Honda’s NiMH Battery Recycling Scheme
Electric and hybrid electric vehicles, in themselves are, without a doubt, cleaner vehicles. In operation, they have fewer, even zero, emissions when compared to their petroleum-fueled counterparts. Lifecycle emissions, are another matter entirely, and this has led to some controversy as to the greenness of electric vehicles specifically.
Charging from the grid, of course, generates some greenhouse gas emissions depending on the source, but the batteries themselves are also an issue. Greenhouse gases aside, the mining of rare earth metals also generates other kinds of pollution.
Recycling, though, reduces the need to mine the original materials, such as aluminum, which can often be recycled 100% and turned into new aluminum products, requiring less time and energy, and therefore greenhouse gas emissions, than using raw aluminum ore.

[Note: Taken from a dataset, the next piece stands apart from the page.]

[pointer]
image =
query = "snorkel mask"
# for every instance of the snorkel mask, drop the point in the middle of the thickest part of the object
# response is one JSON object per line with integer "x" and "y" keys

According to Honda, they can extract over 80% of rare earth metals from used batteries at better than 99% purity, which is the same as traded from the mines after refining. The extracted metals are then used to make new electrodes in new batteries, reducing the required new materials to less than 20%.
The first batch of batteries that the process was applied to were batteries from 386 Honda hybrid vehicles that were disabled by the Great East Japan Earthquake and subsequent tsunami, nearing its second anniversary, March 11. Honda plans on expanding the recycling program to include other sourced of rare earth metals, including electric motors and used batteries from dealers and scrap yards.